West African rump state

The Kingdom of Jolof (جولوف), also known as Wolof and Wollof, was a West African rump state located in what is today the nation of Senegal. For nearly two hundred years, the Wolof rulers of the Jolof Empire collected tribute from vassal kings' states who voluntarily agreed to the confederacy. At the 1549 Battle of Danki, however, the Buurba Jolof was defeated by the lord of Kayor, resulting in the rapid disintegration of the empire. Jolof survived as a rump state, unable to access the Atlantic trade between its former vassal territories and the Portuguese.

==History==
The last Buurba of a united Jolof Empire, Leele Fuli Fak, was killed at Danki in 1549. His sons were children, and so their uncle Alboury became regent. He refused to yield power when they came of age, however, leading to a civil war where Giran Buri Jeleen defeated and killed him. With Jolof weakened, the Deniankes of Futa Toro made Jolof and Waalo their vassals, although this was largely nominal. The burbas of Jolof tried several times in the late 16th and early 17th century to reconquer Cayor, but were not successful, although they retained some of their imperial cachet and influence with their former vassals.

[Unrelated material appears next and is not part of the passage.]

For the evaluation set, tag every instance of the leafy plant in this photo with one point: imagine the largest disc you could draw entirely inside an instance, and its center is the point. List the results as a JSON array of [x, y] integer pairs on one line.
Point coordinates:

Biram Penda Tabara succeeded his uncle Giran, leading to a period of succession conflicts. During his reign, in 1670, a regional rebellion against the Wolof rulers of Senegambia broke out, led by Muslim clerics from Mauretania. He reputedly fought ten battles against the Muslims before finally driving them out of Jolof. The Mauritanians still remained a problem, however; Waalo in particular suffered from their constant raids.

===Civil war===
Biram Penda Tabara's death inaugurated a long period of civil war in Jolof. The electoral college chose his maternal half-brother Biram Mbaakure as Buurba, but a rival claimant, Bakar Penda Xole, exiled himself in Cayor with his supporters. With the support of the Damel and teigne (king) Lat Sukabe Fall, he marched on Jolof and killed Biram Mbaakure at the battle of Batal in 1693. Biram Penda Tabara's son, Bakar Kor Njaare, resisted this perceived outside invasion, however. He also exiled himself with his supporters, but upon his return he was defeated. An attack on Cayor also ended in defeat, and he died in exile in Waalo soon afterwards. Another claimant, Bakantam Ngaan, assassinated Bakar Penda Xole and was in turn crowned Buurba. His rule was short-lived, however. Alboury Jaxeer Lodo, a supporter of Bakar Kor Njaare, besieged Bakantam Ngaan in the capital of Ceng, captured the town, and killed him.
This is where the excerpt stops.